When you realize a character is forming in your mind, usually it takes a life of its own rather quickly. Filling out a character sheet helps you to figure out the finer points of who a character is, but it takes a lot of time to develop flaws in characters. Unless it’s a villain, we don’t want our characters to have things wrong with them. We want them to be good and overcome their flaws without too many obstacles. We don’t want them to have negative personality traits that make them unlikable. When you allow your character to do bad things, the reader doesn’t necessarily agree and want to continue reading. You’re faced with the task to either be true to the story (what the character wants to do) and making the reader happy. Ideally, you want to achieve both, which creates a good story from good writing.
Sometimes it helps to have someone show you what makes a good character. By reading other writers, it helps you understand how they develop good characters or bad ones. If you can believe and relate to a character, it usually means that the flaws in the character are realistically written. The post goes on to explain the difference between cosmetic flaws (that writers tend to write) and real flaws that make characters like real people.

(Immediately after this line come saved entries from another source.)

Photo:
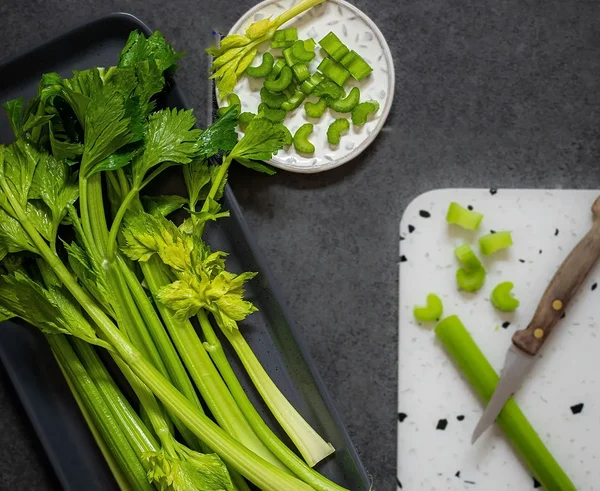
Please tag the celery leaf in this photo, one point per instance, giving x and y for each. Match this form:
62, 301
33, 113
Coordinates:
170, 137
221, 135
13, 110
261, 140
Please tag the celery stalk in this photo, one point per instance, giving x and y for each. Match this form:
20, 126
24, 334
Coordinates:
310, 444
483, 378
250, 465
140, 439
120, 478
281, 451
210, 384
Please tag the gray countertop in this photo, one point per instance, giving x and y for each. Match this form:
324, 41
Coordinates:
488, 93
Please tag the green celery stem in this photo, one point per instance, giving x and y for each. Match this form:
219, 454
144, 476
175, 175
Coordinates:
310, 444
215, 393
140, 439
114, 229
128, 461
483, 378
117, 472
254, 468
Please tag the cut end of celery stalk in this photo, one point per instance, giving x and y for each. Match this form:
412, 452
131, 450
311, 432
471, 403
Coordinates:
479, 373
309, 443
463, 217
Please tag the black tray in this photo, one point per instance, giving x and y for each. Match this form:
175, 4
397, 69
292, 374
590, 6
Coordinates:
30, 364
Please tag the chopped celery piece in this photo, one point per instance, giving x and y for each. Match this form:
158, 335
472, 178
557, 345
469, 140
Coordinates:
467, 258
290, 58
336, 129
330, 89
471, 276
470, 281
316, 109
272, 99
291, 90
232, 100
274, 115
356, 65
293, 102
301, 143
333, 46
282, 81
432, 311
502, 299
489, 244
308, 86
277, 67
301, 72
335, 72
309, 44
288, 136
284, 38
262, 70
345, 105
477, 370
463, 217
300, 51
361, 112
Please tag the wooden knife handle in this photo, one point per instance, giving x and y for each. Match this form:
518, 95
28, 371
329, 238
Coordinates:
565, 283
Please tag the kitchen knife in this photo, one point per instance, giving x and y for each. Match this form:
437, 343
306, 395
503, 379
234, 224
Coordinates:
527, 343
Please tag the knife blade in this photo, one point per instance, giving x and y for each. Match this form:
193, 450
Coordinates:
526, 343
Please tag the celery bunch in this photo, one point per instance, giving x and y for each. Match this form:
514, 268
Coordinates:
103, 272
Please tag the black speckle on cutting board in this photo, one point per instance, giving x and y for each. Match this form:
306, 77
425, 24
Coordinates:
577, 408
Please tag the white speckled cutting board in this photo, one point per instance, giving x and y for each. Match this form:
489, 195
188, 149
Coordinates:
437, 411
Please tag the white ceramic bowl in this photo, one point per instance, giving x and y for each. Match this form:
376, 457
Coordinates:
359, 33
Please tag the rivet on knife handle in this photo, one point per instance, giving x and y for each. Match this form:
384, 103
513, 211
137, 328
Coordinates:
562, 288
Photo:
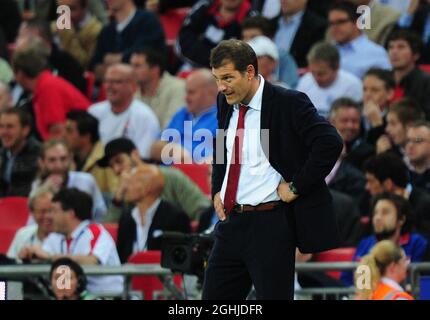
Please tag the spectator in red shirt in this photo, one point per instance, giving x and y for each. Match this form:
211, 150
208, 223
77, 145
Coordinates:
52, 97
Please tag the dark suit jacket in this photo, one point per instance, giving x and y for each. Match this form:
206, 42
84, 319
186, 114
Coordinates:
166, 218
420, 203
303, 148
311, 30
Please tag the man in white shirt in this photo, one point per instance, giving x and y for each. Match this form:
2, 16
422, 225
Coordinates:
55, 162
77, 238
326, 82
40, 205
123, 116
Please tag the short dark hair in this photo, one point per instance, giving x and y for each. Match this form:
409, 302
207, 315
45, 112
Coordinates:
86, 124
24, 117
403, 208
387, 165
414, 40
42, 26
78, 201
267, 27
384, 75
348, 7
407, 110
325, 51
235, 51
153, 58
344, 103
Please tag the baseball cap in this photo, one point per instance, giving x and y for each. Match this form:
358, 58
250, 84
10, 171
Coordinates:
115, 147
263, 46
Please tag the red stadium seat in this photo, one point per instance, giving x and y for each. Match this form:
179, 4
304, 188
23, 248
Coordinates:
149, 284
7, 233
335, 255
198, 173
14, 211
112, 228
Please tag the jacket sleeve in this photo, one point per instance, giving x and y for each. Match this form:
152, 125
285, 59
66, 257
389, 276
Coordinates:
321, 138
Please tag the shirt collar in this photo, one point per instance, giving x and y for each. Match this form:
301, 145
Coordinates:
79, 228
393, 284
255, 102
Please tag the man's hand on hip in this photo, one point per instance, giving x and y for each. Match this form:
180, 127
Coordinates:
285, 192
219, 207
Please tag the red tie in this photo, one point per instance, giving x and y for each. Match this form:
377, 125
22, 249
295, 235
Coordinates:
234, 171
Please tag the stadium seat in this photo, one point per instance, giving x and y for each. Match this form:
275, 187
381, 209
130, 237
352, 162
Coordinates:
149, 284
198, 173
112, 228
7, 233
14, 211
335, 255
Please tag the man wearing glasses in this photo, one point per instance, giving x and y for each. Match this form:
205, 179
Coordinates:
357, 53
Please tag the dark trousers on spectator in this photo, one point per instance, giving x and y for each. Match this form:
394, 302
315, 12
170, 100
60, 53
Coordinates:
256, 247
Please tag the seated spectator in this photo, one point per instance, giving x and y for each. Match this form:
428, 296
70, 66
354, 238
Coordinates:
81, 39
378, 91
121, 155
286, 69
129, 30
298, 29
61, 62
346, 118
404, 49
18, 154
75, 237
162, 92
391, 220
83, 140
208, 23
39, 202
388, 265
139, 229
326, 82
53, 96
417, 19
400, 115
418, 153
55, 161
383, 18
267, 57
194, 126
357, 53
387, 173
78, 281
121, 115
5, 97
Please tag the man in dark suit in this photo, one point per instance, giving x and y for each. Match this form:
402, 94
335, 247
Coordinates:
263, 219
298, 29
139, 228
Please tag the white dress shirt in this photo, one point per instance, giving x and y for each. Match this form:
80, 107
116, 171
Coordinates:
142, 231
104, 249
258, 181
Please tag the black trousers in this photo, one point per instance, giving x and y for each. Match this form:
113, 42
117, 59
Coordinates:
252, 248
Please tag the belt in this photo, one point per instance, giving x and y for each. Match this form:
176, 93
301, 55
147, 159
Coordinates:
240, 208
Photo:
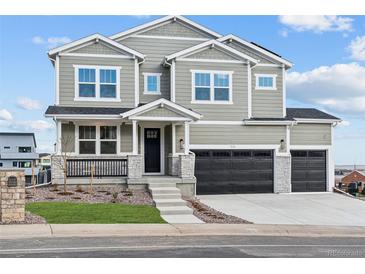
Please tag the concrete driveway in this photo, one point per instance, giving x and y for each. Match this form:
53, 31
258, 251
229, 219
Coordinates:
308, 209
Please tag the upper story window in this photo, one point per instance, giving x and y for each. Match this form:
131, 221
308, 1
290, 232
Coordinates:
152, 83
212, 87
97, 83
25, 149
266, 81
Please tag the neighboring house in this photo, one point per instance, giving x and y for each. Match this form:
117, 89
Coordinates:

Every cosmetic flaw is a victimless half of the real flaw it replaces. Here are two examples:
Cosmetic character flaw: Insecurity. Its real counterpart: envy and sabotage
Cosmetic character flaw: Fearfulness. Its real counterpart: disloyalty under pressure
The cosmetic flaws are petty things. Things that writers think will give the character a realistic personality, but it actually creates an illusion of real flaws. Being “politically correct” or “sugar-coating” the problem masks what is really underneath. They might seem like a nice way to put a flaw so that it doesn’t hurt the reader, but it doesn’t make the character more realistic. The writer is playing God and sticking a mask on the character that wasn’t supposed to be there.

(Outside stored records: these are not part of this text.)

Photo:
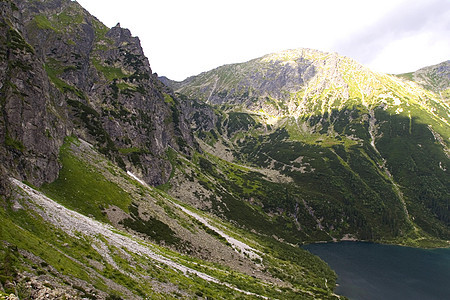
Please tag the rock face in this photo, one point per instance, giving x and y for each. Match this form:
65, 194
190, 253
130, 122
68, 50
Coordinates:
435, 78
313, 117
70, 74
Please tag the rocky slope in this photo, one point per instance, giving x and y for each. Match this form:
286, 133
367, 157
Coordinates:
98, 84
249, 161
359, 153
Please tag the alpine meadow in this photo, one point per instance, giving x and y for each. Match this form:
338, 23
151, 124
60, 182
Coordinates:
119, 184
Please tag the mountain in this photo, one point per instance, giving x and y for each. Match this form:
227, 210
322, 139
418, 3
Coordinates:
87, 132
358, 153
115, 184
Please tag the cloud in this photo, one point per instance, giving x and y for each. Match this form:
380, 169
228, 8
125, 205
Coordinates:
410, 21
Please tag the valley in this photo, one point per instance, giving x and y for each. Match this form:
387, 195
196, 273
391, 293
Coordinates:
119, 184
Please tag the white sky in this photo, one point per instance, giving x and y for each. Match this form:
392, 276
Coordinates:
186, 37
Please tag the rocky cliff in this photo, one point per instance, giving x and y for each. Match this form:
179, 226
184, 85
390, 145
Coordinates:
95, 82
34, 118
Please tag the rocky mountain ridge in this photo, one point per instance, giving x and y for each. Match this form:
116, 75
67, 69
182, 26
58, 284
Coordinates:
113, 185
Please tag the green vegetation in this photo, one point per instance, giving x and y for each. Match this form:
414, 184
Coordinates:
83, 188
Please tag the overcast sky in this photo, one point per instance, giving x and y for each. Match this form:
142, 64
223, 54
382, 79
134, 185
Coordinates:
186, 37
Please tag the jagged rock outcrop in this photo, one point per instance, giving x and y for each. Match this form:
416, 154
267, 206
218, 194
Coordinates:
435, 78
102, 85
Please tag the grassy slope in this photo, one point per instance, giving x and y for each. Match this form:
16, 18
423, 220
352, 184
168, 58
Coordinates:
337, 181
89, 185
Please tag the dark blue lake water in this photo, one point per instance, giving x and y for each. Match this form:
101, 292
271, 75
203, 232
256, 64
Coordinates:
371, 271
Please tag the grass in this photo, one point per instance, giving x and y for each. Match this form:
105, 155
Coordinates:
83, 188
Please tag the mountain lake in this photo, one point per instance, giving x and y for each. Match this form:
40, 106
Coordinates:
368, 271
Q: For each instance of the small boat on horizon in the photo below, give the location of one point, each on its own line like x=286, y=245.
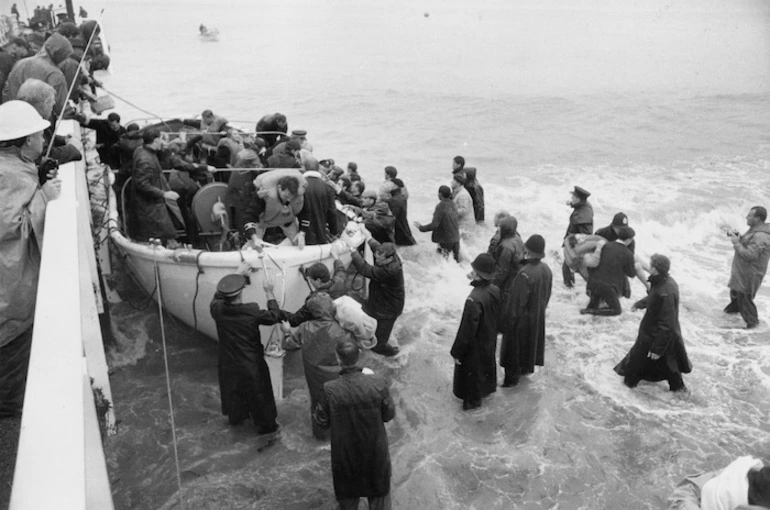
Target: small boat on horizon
x=208, y=34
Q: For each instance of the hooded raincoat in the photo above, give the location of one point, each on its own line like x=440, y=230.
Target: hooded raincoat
x=42, y=66
x=750, y=262
x=523, y=318
x=659, y=333
x=22, y=218
x=317, y=338
x=244, y=378
x=475, y=344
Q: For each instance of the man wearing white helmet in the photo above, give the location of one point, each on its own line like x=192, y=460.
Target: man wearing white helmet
x=21, y=240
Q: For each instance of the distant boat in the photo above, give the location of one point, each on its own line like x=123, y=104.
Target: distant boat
x=208, y=34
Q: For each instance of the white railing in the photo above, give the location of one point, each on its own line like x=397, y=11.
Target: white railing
x=60, y=461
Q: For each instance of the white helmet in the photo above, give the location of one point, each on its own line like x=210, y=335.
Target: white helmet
x=19, y=119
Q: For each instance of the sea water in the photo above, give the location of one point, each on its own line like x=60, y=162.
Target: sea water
x=660, y=109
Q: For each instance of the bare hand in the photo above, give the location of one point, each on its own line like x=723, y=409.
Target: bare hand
x=52, y=189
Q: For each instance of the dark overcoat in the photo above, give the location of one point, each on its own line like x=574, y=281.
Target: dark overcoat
x=244, y=378
x=356, y=407
x=523, y=318
x=386, y=286
x=476, y=342
x=660, y=334
x=148, y=213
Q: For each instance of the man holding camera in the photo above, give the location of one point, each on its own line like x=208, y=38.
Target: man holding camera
x=752, y=251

The question the writer of the blog poses is which flaws create good writing. If you want to write fiction that doesn’t affect its readers, write with cosmetic flaws. If you want your writing to create a reaction from the readers that changes their lives, you use real flaws. To put it simply, real is better than fake. Fiction may be created from the imagination, but it comes from the truth of the world around us. We need to tap into the emotions and basics of truth to build the story on. If we use characters that the reader feels are real, the fictional parts of the story are handled with ease.

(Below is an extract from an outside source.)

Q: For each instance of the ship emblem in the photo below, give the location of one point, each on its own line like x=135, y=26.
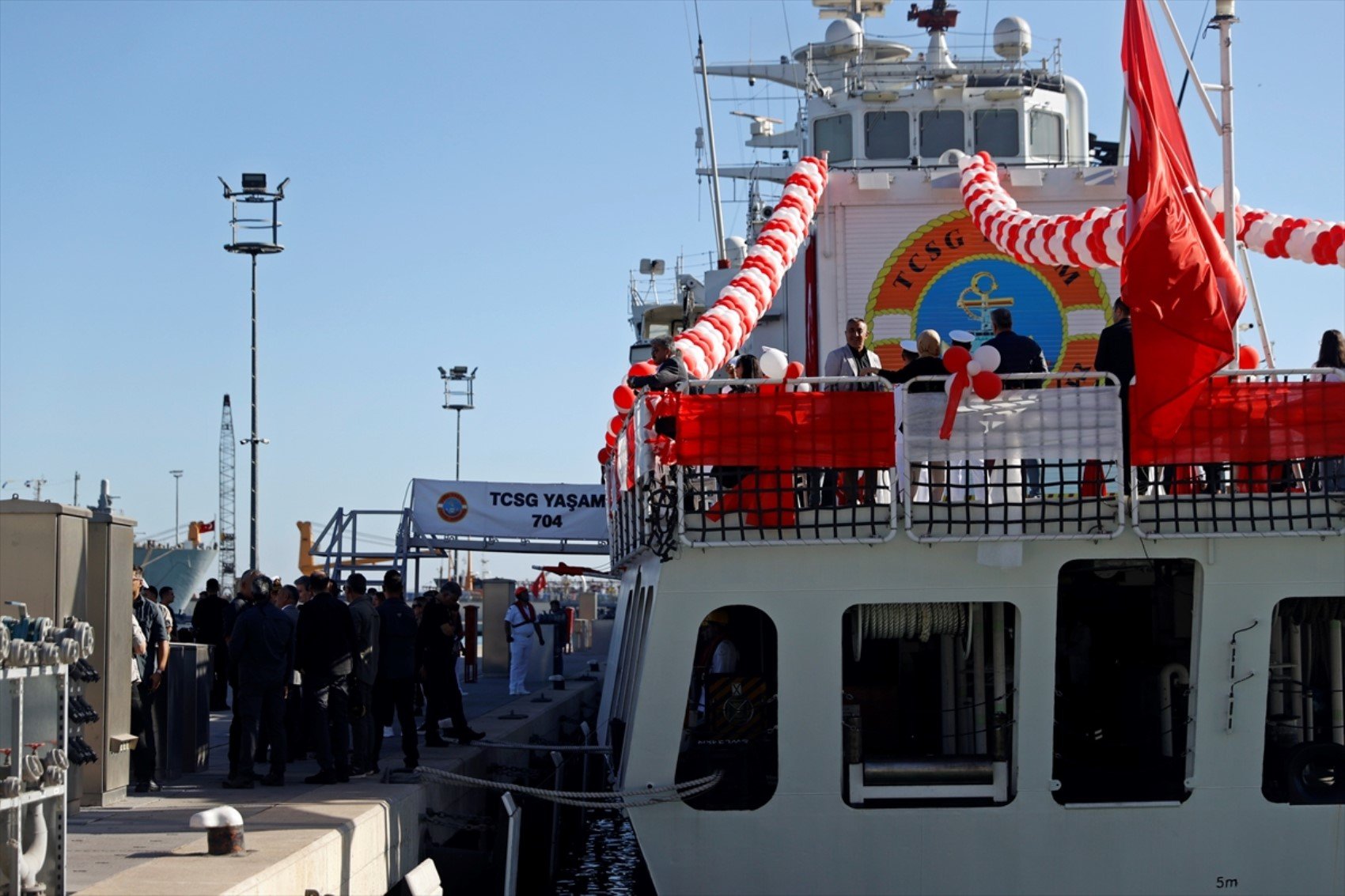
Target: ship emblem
x=947, y=276
x=451, y=506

I immediately felt a need to assess my characters after reading this post and it ultimately changed my mind on character development. I knew that I needed to work on the flaws of a character so the reader accepts my stories better. I was able to focus on what I thought the flaws were in my main character, and change it to create a person rather than just a flat character.
What struggles do you have with characters? Is it in their flaws or in their actions?